Boudreaux correctly responded that minimum wage legislation is unethical because the government strips “some people of economic opportunity in order to artificially enhance the opportunities available to other people.”

Although Don’s response is certainly correct, I do not believe arguments of fairness, morals, or constitutionality carry much weight with the standard liberal position espoused by Mr. Hutcheson. I believe that he needs to understand that raising the minimum wage hurts everyone, as other individuals and the economy as a whole are outright harmed by such policy by much more than than those who are helped. This can be seen by realizing that the money that is now going to a higher minimum wage WILL NECESSARILY cause one or a combination of the following:

1) In an attempt to offset the higher minimum wage, the business will fire or refuse to hire other employees. Especially from the poorest among us, many individuals. will either lose their job or not be able to get jobs at all moving forward. The cost of raising the minimum wage is just like the cost of raising a commodity. For instance, consider the scenario where the price of apples — a basic pantry item for most everybody — goes from $1.50/pound to $2.00/pound. Fewer people will buy the apples, or people will buy fewer apples overall. So it is also with a higher minimum wage; if a unit of labor costs more,fewer units of labor will be purchased overall. As a result, the economy will likely contract because of the loss of jobs resulting from a wage hike.

2) The business can simply earn less profit. If more of the earnings must go to the cost of labor, the business earns less profit overall. For some minimum wage advocates, perhaps that is the actual goal — to keep businesses from earning too much at the top. But in reality, the loss of business capital (from both large corporations to small mom and pops) means there is less money to grow the existing business, or for future business endeavors. Whether it is reinvested directly back into the business with equipment upgrades or growing the business through new employees or expansion, earning less money for the company creates a ripple effect. The less a company can earn, the less it can help grow the economy. Impeding its ability to do so, through the imposition of mandated wage increases, is harmful.

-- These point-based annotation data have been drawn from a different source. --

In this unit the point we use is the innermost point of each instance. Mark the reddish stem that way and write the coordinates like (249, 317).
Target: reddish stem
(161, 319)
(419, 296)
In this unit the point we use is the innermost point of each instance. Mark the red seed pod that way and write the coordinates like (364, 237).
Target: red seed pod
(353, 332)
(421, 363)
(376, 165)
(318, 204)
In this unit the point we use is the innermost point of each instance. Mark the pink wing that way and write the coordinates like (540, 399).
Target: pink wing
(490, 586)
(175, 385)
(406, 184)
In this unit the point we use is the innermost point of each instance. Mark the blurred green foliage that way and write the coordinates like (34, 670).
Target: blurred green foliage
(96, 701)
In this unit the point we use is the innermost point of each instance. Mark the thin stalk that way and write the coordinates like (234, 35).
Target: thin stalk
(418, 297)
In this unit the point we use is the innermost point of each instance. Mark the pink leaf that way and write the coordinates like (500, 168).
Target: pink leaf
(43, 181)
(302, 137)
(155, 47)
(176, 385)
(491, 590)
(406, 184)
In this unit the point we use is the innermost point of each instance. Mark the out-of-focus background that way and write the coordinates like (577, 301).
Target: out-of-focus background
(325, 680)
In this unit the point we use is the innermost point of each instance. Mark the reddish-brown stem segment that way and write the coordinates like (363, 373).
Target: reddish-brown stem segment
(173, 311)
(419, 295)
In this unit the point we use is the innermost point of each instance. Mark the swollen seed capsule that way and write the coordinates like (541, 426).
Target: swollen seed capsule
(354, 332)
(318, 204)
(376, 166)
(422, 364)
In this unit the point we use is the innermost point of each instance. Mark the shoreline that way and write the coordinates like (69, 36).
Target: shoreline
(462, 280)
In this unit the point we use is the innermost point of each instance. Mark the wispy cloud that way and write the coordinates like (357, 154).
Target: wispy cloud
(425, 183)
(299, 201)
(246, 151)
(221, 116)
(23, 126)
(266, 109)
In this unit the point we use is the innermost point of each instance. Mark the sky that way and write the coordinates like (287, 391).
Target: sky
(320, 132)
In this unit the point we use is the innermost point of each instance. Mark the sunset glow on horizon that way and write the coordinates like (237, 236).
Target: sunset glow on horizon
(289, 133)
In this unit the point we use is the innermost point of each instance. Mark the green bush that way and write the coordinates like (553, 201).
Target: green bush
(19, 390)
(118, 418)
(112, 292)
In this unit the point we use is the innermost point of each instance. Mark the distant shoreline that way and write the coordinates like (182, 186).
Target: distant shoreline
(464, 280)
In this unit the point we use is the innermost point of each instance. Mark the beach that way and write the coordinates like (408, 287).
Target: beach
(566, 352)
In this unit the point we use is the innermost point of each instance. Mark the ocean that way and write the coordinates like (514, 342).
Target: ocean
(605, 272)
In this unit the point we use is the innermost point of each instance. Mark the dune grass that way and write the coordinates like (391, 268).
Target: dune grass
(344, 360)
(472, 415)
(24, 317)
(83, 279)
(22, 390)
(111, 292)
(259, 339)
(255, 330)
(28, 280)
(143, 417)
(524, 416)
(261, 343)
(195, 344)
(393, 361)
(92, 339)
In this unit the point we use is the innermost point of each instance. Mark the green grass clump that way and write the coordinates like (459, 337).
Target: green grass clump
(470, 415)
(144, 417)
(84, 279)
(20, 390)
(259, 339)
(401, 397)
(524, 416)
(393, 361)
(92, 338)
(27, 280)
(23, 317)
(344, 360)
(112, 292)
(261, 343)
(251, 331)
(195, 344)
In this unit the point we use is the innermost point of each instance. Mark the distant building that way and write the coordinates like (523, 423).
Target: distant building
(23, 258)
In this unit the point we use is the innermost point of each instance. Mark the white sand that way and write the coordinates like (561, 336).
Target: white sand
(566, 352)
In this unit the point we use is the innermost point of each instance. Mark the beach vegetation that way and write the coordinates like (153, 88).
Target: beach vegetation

3) In order to offset the increased wage cost, a business, if possible, can choose to raise its prices. This will attempt to ensure that the company earns the same amount as before. But the effect of the price increase is negative. As prices increase, supply and demand dictates that some customers will simply not buy (reducing GDP) and the rest will have their standard of living go down (because they are paying more just to have the same product as before).

Every one of these responses — cutting jobs, loss of business capital, and raising prices — are bad for the employees and the economy as a whole. Though the minimum wage hikes sound good in theory, in reality, economies don’t exist in a vacuum. These types of policies hurt more than help. The three aforementioned points overwhelm anything positive going to minimum wage recipients; in reality, it is a bigger net cost to the system.

Would ⅔ of the population still support the minimum wage it if they understood how devastating it would be both to the most economically disadvantaged people and to the economy as a whole? People have continuously been pitched the false idea that the economy improves because minimum wage recipients will spend their extra money. Minimum wage policy is an impediment. Economics 101 reminds us that in fact, it is more stimulative for the economy that the employer keep the money and reinvest it than for the worker to merely spend it. That is how you grow the economy.